Promoting equality is one of the major challenges of our time. Pope Francis himself has put it alongside climate change as the most pressing issue facing humanity. Sadly, both of these issues appear to suffer from an over abundance of personal opinion and an under abundance of research when politicians get involved. Our own community is exceptionally vulnerable to both, yet many of the decisions made by the local government make both issues worse. As economic inequality widens, we all suffer the consequences of increased social problems, crime, and violence alongside the negative effects of a depressed local economy. It’s literally a lose-lose for rich and poor alike, yet the trend locally is making things worse.
It’s sad but true, but what can we do to fight the tide and promote equality? The first and most important thing is to get those people who do not vote to VOTE in every election, especially local elections. Politicians on every level do not speak to ‘the people’, they speak to ‘the voters’. There is a big difference when you look at economic inequality.
Promoting equality also involves advocating for a capital gains tax and removing GST on fresh fruit and vege on the national level. Locally, it means lobbying councilors to reverse the regressive rates system that makes wealth inequality worse in our community while depressing local economic activity. Wouldn’t you think the Chamber of Commerce would be the first group beating this drum to the door of the council chambers?

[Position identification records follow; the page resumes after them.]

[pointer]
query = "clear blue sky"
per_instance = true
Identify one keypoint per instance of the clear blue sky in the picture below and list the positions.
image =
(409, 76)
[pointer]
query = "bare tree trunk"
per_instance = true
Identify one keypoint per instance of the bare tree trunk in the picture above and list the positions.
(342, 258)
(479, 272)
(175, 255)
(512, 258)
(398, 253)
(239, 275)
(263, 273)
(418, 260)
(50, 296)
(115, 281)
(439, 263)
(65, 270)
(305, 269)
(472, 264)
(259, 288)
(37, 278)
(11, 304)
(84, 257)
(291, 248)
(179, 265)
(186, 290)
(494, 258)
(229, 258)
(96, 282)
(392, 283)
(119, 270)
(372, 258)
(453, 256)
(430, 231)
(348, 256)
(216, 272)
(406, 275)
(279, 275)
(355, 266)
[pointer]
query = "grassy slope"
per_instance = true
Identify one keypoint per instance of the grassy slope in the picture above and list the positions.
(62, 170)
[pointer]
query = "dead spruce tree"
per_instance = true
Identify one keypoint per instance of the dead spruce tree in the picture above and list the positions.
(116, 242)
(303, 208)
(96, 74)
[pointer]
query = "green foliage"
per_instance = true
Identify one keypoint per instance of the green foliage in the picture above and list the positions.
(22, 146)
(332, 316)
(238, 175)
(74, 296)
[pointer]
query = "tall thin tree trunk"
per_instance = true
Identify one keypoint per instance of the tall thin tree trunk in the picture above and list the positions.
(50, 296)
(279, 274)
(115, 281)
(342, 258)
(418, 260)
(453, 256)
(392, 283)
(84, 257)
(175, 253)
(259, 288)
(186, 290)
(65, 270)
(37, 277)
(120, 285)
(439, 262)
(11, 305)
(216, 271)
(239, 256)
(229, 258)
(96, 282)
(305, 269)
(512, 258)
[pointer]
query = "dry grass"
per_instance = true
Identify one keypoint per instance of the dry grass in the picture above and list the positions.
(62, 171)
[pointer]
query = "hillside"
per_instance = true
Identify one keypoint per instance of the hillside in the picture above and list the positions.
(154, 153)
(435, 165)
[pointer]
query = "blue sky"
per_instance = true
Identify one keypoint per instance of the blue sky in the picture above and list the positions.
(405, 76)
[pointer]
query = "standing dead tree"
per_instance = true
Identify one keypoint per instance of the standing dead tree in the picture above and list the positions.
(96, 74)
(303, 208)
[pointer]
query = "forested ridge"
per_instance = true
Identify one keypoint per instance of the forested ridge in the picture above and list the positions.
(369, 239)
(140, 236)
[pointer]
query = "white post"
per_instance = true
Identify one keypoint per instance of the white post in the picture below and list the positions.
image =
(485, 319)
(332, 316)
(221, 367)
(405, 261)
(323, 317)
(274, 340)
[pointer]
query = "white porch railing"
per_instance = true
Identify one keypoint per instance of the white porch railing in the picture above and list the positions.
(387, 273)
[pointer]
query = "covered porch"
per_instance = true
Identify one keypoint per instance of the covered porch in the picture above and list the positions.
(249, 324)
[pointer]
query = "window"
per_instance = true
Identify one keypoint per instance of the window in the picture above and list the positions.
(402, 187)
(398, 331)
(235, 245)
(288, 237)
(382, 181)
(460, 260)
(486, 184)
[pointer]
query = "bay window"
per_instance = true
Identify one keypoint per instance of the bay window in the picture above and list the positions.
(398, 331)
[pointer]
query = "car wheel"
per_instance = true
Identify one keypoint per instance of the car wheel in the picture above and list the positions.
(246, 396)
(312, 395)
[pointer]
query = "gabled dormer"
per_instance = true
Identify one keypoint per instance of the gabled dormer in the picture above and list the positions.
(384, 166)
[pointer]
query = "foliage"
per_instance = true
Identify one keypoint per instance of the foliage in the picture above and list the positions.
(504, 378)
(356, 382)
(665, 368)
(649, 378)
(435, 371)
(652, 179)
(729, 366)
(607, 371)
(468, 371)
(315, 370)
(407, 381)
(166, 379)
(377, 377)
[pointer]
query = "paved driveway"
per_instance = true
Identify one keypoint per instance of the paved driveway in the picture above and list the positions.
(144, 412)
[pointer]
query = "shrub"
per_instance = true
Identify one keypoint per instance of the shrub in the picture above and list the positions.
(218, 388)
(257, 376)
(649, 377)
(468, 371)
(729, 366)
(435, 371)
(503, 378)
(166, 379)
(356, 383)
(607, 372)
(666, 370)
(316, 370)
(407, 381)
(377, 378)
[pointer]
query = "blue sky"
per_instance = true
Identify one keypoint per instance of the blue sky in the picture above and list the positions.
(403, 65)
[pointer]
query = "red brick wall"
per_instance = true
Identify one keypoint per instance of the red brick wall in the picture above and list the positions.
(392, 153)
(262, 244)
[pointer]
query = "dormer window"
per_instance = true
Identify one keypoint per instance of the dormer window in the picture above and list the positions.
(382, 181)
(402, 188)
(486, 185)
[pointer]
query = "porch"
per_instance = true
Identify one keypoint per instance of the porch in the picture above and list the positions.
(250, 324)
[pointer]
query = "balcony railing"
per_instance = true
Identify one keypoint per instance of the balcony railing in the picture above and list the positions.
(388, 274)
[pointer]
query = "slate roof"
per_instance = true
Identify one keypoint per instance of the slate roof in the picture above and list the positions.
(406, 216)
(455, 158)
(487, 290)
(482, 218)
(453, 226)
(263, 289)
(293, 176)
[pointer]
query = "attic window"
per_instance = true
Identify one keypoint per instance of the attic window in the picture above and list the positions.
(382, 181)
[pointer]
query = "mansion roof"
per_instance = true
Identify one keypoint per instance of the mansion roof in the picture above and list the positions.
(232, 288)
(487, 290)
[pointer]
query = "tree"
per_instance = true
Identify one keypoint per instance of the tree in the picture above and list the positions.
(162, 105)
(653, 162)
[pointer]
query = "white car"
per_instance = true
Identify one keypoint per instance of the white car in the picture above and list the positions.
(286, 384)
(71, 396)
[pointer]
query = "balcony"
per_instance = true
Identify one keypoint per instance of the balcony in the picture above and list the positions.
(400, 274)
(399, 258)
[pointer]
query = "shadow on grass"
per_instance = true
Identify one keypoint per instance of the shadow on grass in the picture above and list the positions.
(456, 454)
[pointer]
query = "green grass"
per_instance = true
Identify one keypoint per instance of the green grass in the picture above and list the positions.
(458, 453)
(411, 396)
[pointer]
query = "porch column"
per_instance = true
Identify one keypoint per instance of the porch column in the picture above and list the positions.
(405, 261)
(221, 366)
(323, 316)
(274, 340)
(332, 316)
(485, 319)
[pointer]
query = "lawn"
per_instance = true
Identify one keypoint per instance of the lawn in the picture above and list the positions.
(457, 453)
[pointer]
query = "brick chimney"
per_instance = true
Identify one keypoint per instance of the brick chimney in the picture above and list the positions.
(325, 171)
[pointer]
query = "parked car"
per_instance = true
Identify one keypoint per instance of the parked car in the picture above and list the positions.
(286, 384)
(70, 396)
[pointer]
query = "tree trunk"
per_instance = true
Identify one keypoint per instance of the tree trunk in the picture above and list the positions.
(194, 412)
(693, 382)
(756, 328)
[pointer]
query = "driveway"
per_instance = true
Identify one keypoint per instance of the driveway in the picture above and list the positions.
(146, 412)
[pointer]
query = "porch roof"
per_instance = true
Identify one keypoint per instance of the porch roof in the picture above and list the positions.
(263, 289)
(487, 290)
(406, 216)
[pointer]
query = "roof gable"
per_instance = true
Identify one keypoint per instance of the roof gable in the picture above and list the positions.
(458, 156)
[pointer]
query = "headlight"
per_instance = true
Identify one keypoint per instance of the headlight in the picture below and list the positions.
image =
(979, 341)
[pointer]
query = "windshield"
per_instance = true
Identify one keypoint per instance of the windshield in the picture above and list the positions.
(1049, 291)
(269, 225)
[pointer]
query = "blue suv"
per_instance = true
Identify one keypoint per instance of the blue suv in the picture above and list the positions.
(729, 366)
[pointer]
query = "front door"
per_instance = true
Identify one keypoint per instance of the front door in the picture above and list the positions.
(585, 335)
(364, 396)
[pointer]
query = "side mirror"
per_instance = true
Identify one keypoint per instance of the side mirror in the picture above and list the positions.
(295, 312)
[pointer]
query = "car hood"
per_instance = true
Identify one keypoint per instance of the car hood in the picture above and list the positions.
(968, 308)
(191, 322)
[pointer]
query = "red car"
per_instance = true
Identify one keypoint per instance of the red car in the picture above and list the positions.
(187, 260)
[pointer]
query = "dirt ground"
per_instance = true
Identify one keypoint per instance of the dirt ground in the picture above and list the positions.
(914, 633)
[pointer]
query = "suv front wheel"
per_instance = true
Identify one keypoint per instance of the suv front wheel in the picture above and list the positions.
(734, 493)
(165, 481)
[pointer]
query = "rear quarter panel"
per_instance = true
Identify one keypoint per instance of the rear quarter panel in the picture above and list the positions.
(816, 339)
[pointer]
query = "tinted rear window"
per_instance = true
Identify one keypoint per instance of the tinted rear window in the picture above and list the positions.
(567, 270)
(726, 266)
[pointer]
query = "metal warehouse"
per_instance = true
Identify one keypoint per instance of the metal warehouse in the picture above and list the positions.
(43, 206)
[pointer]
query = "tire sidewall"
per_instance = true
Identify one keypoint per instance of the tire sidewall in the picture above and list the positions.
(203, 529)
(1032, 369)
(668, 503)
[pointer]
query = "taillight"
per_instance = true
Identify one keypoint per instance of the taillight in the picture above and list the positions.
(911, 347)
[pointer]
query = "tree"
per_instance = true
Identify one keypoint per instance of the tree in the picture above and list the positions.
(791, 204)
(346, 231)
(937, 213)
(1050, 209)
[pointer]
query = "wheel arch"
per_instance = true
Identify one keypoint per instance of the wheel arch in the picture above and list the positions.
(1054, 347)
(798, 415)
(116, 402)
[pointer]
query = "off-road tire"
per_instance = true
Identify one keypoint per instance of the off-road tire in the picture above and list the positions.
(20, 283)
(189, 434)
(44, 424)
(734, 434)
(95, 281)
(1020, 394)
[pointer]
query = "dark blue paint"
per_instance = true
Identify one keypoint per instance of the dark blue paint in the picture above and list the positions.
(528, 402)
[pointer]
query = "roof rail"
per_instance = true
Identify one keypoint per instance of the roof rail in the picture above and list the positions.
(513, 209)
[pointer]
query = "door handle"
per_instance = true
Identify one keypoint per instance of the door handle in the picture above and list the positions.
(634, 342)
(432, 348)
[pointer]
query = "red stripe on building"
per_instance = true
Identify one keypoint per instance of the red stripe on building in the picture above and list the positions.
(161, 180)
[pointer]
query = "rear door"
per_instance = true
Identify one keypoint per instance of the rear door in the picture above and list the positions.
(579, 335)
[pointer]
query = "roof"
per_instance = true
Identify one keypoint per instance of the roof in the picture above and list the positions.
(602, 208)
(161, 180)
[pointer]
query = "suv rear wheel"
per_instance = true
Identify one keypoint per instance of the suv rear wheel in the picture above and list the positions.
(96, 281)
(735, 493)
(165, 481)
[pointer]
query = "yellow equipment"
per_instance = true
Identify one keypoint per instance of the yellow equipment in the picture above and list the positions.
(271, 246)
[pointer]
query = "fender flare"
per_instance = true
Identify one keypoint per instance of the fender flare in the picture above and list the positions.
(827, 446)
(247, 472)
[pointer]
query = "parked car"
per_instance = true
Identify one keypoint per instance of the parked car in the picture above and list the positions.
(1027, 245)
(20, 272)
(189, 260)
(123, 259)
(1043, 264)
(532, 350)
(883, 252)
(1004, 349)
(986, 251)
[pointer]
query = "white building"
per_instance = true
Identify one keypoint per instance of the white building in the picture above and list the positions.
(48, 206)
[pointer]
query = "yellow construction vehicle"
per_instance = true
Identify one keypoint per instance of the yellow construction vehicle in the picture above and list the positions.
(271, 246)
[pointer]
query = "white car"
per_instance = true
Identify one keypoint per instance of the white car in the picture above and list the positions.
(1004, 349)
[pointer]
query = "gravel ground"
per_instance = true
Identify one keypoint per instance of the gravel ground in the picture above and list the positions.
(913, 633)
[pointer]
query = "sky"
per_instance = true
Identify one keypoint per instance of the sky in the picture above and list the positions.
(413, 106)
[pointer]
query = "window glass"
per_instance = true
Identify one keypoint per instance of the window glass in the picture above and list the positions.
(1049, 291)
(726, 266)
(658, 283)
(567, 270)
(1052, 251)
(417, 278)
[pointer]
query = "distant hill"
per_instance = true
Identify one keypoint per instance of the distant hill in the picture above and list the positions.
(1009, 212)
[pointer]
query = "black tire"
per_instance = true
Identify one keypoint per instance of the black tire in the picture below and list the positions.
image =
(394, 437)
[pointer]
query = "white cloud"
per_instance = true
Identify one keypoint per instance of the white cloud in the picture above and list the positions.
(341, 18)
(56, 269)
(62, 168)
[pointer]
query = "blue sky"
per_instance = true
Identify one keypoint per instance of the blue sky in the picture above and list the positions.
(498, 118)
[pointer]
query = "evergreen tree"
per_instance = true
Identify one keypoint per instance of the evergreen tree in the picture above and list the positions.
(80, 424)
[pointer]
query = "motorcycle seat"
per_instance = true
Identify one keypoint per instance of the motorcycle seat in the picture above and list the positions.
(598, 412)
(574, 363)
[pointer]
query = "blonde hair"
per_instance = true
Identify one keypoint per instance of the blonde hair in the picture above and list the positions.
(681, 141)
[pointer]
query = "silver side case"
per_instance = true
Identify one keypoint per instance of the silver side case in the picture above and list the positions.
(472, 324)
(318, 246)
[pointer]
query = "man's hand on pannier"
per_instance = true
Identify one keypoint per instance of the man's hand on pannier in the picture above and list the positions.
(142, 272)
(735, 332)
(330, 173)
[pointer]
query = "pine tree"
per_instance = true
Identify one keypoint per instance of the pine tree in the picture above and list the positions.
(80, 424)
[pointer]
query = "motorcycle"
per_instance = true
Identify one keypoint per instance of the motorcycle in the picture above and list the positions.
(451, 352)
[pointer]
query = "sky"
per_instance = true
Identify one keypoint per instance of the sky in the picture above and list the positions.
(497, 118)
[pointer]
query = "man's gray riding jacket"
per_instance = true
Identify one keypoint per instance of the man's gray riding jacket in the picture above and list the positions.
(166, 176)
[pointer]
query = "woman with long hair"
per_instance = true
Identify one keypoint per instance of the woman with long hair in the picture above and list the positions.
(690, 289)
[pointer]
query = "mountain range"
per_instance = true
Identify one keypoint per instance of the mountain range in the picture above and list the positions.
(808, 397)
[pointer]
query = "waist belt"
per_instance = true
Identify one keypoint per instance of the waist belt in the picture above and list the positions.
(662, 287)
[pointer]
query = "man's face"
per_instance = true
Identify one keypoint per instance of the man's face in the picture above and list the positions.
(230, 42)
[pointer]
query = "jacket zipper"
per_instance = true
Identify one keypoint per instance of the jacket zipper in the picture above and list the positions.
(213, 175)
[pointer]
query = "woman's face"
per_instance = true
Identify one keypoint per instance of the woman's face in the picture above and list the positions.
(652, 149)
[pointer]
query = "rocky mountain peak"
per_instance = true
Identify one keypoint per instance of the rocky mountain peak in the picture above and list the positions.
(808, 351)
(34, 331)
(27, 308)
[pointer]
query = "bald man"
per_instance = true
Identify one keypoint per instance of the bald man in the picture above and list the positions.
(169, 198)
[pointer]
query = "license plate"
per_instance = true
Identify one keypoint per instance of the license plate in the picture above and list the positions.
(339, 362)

Yeah, me to, but this is where personal opinion gets in the way of robust research. Most people believe only what they want to believe and what fits their pre-existing perspective on the world. (Research, by the way, shows this quite clearly.) I reckon all we ‘little people’ can do is form robust arguments based on the best available data and findings, and set out to influence hearts and minds.
Everyone is capable of change, and it is possible to change the grossly unequal world we occupy. But it will only happen one person, one voter, and one politician at a time.
If you choose – Verti and Manu – to fight the tide of inequality yourselves, remember to take time out to enjoy the sunrises and sunsets, to smell the flowers, to catch a wave, to dance to Neil Diamond, and to get plenty of sleep. You’ll be in it for the long haul.